The compacted dirt, mounds of broken rocks and construction machinery encircled by a green construction fence at the corner of Brent Street and Loma Vista Road is scheduled to become a two-story facility consolidating several treatment programs by November 2010.
“We do not have to go anywhere else in this area for superlative care,” said Gary Wilde, Community Memorial CEO. “We can make more cancer patients become cancer survivors.”
The center is part of a $320 million overhaul initiated by the Community Memorial Health System to upgrade facilities, including the construction of a six-story hospital to be completed by 2014, and meeting state earthquake mandates.
The 1994 Northridge earthquake caused $3 billion in hospital-related damage and evacuations in California, according to a 2001 state-commissioned study. Hospital building requirements have since become more stringent.
Community Memorial currently serves 1,000 new cancer patients annually — more than the Ventura County Medical Center and St. John’s Cancer Center of Ventura County at St. John’s Regional Medical Center in Oxnard combined — with an additional 200 people undergoing a second course of treatment, said cancer program manager Kathleen Horton.
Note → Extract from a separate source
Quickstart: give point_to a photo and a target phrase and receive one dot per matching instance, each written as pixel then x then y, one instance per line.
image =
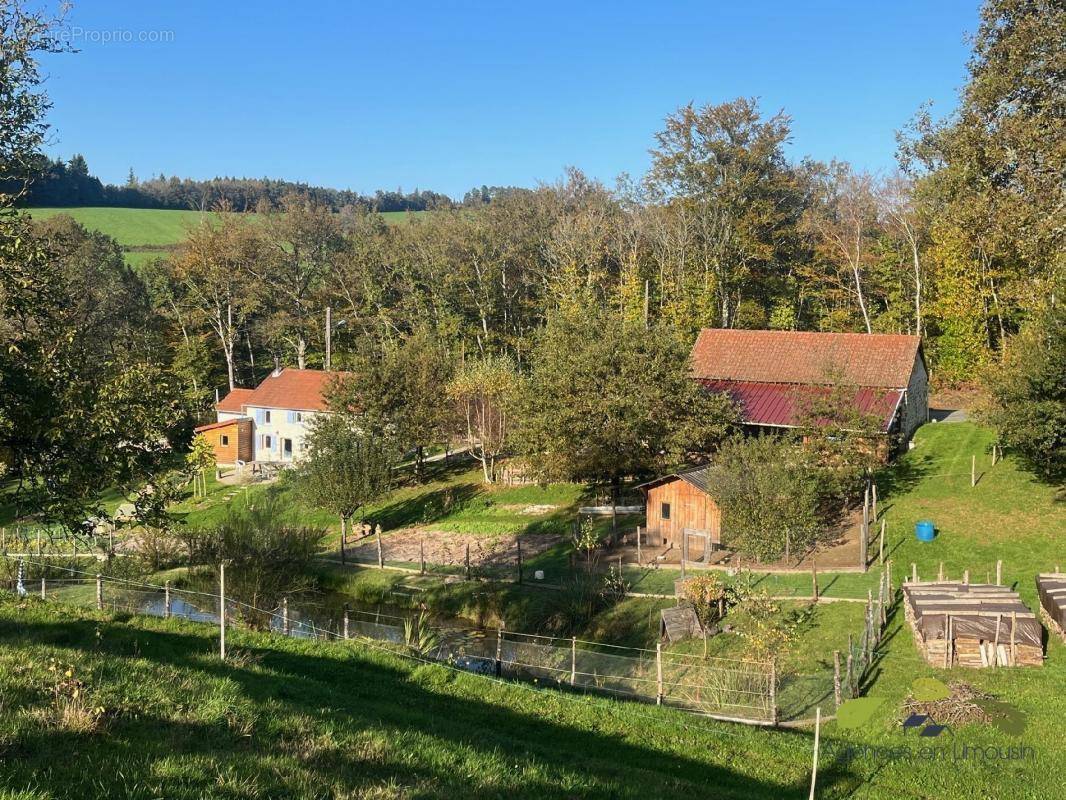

The center was accredited by the American College of Surgeons in 2008.
Architect Scott Boydstun of Rasmussen & Associates in Ventura designed the new facility to blend with some of the 1950s architecture around midtown Ventura, he said. The design includes earth-friendly touches such as natural lighting, efficient plumbing fixtures and carpet made from sustainable materials.
The 22,000-square-foot facility will house experts in various cancer-related fields, making it easier for patients to seek treatment and possibly reducing the number of county residents who travel to Los Angeles-area facilities for treatment, said chief operating officer Adam Thunell.
The new center will eventually house programs including chemotherapy treatment, cancer diagnosis, blood disease treatment, cancer support groups and wellness services. Cancer specialists already meet three or four times weekly to discuss current cases, said radiation oncologist Dr. Tom Fogel.
“The more efficient we are, the better off we’re going to be,” Fogel said.
At the ceremony, Ventura Deputy Mayor Mike Tracy noted the hospital has been around in various incarnations since 1901 and has a long-standing relationship with the city of Ventura.
“We see the investment of over $300 million in our community as reinventing our midtown,” Tracy said.